Monday, March 30, 2009
Wednesday, March 25, 2009
Wednesday, March 18, 2009
Monday, March 16, 2009
I saw part of an interview with Pat Summitt where she mentioned that the current generation of student athletes seem to be less motivated than her previous players. And her players should be among the most motivated of any college student athlete anywhere. This ties in with a recent discussion amongst the faculty that most of the students who are performing below average are doing so because they simply aren't doing the work. Lab reports? Apparently optional. Regularly turning in homework, if at all? Just busywork. Turning in a paper worth ten percent of the grade? Nah.
Speaking of student athletes, my school's basketball team made it to the State Quarterfinals, their best season ever. Nine out of the thirteen players on the roster have taken astronomy with me.
I do not assign any work that isn't useful. Do I assign a lot of physics homework? Yeah, and if the students do it, they tend to do very well on exams. Do I make my astronomy and physics students write short papers? Yes, I do, because synthesizing and articulating scientific ideas are crucial instructional objectives. I even tell them why I give them the different assignments. I make each assignment worth a decent chunk of their grade in the course, so it is worth their time to do the assignments. Motivation has always come from within for me. I'm most competitive with myself. So I find myself wondering how to motivate students to do work they just don't want to do?
Sunday, March 08, 2009
A few weeks ago, I had to deal with something that had yet to confront me as a teacher - one of my students committed suicide. I was informed by the college administration, and the campus mental health director offered to come speak to my class. It is a lecture class, but I have my students do group work, so several of the students who had worked with this student were quite upset. It was a rough time, but I'm glad the counselor came and talked to the class. At least one student from that class has gone to seek mental health counseling since, so some good came from it.

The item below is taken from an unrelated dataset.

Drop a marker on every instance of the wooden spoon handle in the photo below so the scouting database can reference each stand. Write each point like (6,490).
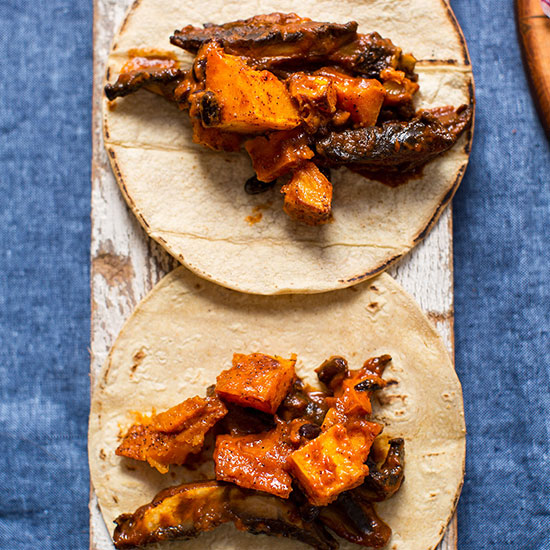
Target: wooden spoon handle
(534,31)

I'd also like to say that I would never have suspected this student to have been in trouble from his demeanor in class. You know how after every Virginia Tech-type tragedy there is the outcry to somehow identify troubled students? If I had been asked to provide a watch list, he would never have been on it. He was outgoing, participated everyday, had made friends... the class was stunned to find out what had happened. His family and friends have my sympathies.
On a lighter note, I used Saturn's annoying tendency to gain more moons as a way to talk about how technology enables more discoveries, how the moon is small because otherwise we'd have seen it before, and how silly it is to memorize facts (how many moons Saturn has) as opposed to understanding processes (most moons are small, captured objects, etc...). Having such an example of a fact that changed since the last class seemed to have an impact.